While everyone else sleeps in, far before dawn, there’s already a uniformed crew springing to action to prepare for the day ahead. And no, it’s not the football team. It’s the marching band.

For the band, game days start with a 6am call time, with one final rehearsal before marching in front of the stadium attendees late that morning.

While my brain reminds me that I used to do this every week throughout fall for all four years of college, my body this morning screams in revolt from every cell. My 5:20 wake up call is not going well. At 31 years old, it gets a little tougher each year. I don’t get as much practice as I used to. Nowadays it’s just once a year for our annual homecoming. Which happens to be today.

If you happen to tune in for the Northwestern-Nebraska game this afternoon, you’ll be in for a somewhat odd sight. In addition to the regular band, that polished, high energy group of purple clad students, you’ll see…well, a more motley crew: A hodgepodge of Northwestern University Marching Band alumni. We’ll be the ones breathing heavily, desperately trying to march in formation, and wearing a level of earnestness and exhaustion we haven’t sported since college. They call us NUMBALUMS.
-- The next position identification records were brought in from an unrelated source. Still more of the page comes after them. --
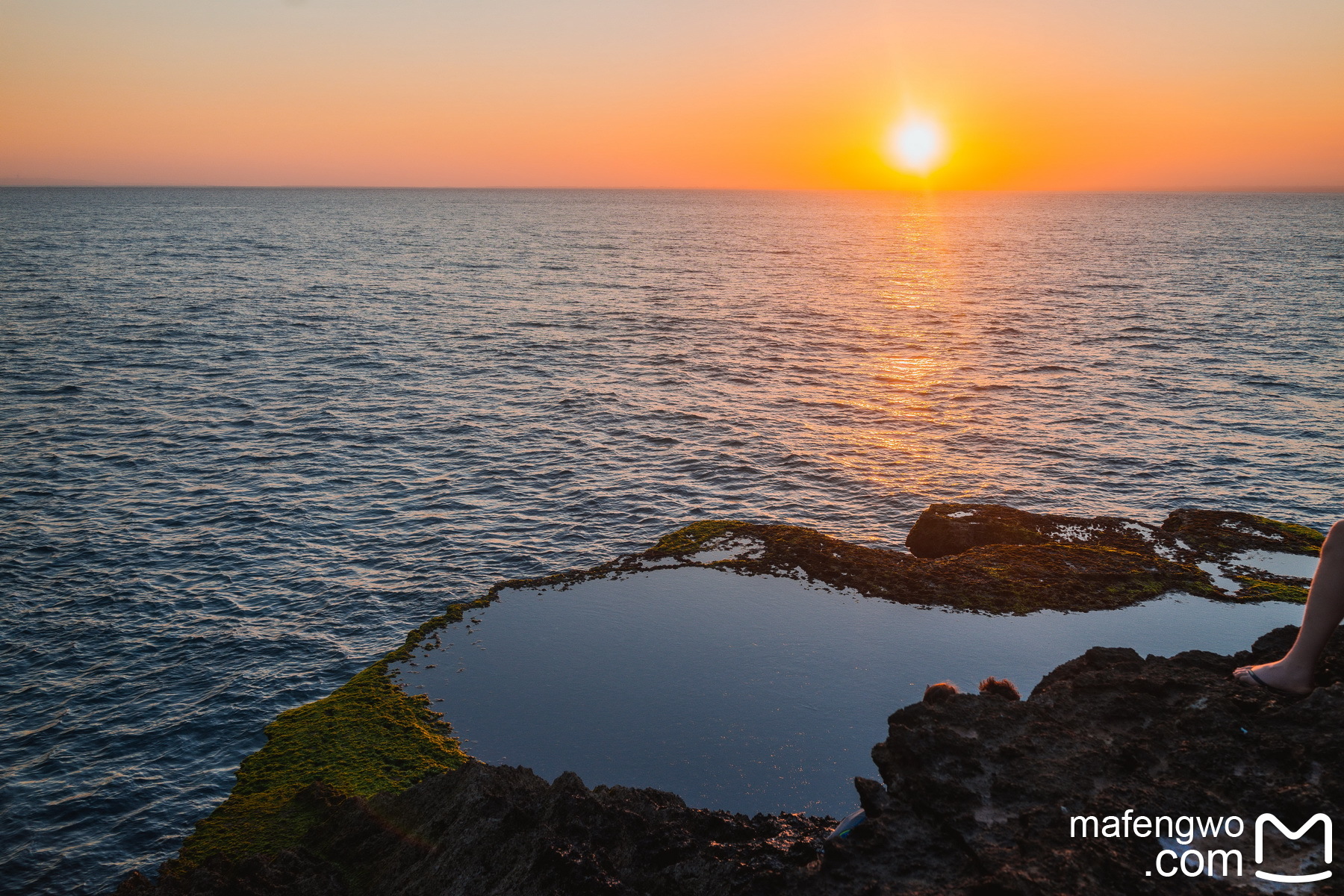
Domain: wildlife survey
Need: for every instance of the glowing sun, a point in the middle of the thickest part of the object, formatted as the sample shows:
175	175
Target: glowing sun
915	146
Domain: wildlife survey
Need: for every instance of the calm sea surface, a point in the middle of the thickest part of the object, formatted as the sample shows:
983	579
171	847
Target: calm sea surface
250	437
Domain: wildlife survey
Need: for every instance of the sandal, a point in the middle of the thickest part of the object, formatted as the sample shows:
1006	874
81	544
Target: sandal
1261	682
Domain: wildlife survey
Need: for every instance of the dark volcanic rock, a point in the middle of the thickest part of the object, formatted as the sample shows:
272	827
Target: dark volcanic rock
497	829
976	800
1187	535
1219	534
994	578
951	528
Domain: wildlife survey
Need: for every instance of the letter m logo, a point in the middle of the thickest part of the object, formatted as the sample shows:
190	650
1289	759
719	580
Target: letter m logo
1292	835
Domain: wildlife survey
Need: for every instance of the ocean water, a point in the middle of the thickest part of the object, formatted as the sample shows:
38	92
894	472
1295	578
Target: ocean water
752	694
250	437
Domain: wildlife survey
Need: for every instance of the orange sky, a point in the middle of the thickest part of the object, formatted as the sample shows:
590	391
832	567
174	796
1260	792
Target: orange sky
1035	94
Once a year, we’re invited back to revisit the mania of marching in synchrony in freezing weather conditions that starts before the sun comes up. Then we play two if not three concerts, work ourselves to the brink of passing out on the field as we attempt to relive our glory days when we could actually playing our fight song a tempo. As a reward for all of this work, we are invited to stand for the duration of the football game, chiming in with our musical enterludes and cheers (that is, if we can keep up).

So far I’ve never missed a Homecoming. These reunions are reminders for me of an era in my life that it seems important to revisit every now and then. Marching with your section, hearing the sound of brass instruments in the breeze, remembering how to breathe from the diaphragm, looking up at the box office and the stands while holding formation, listening closely for the unmistakable sound of voices singing our Alma Mater back at you… there’s something about it that brings you home. Even as you feel like you may never recover.

At the end of the day, win or lose, we’ll be beaten down and broken and swear we’ll never do it again.

That is, until Homecoming next year. Go ‘Cats.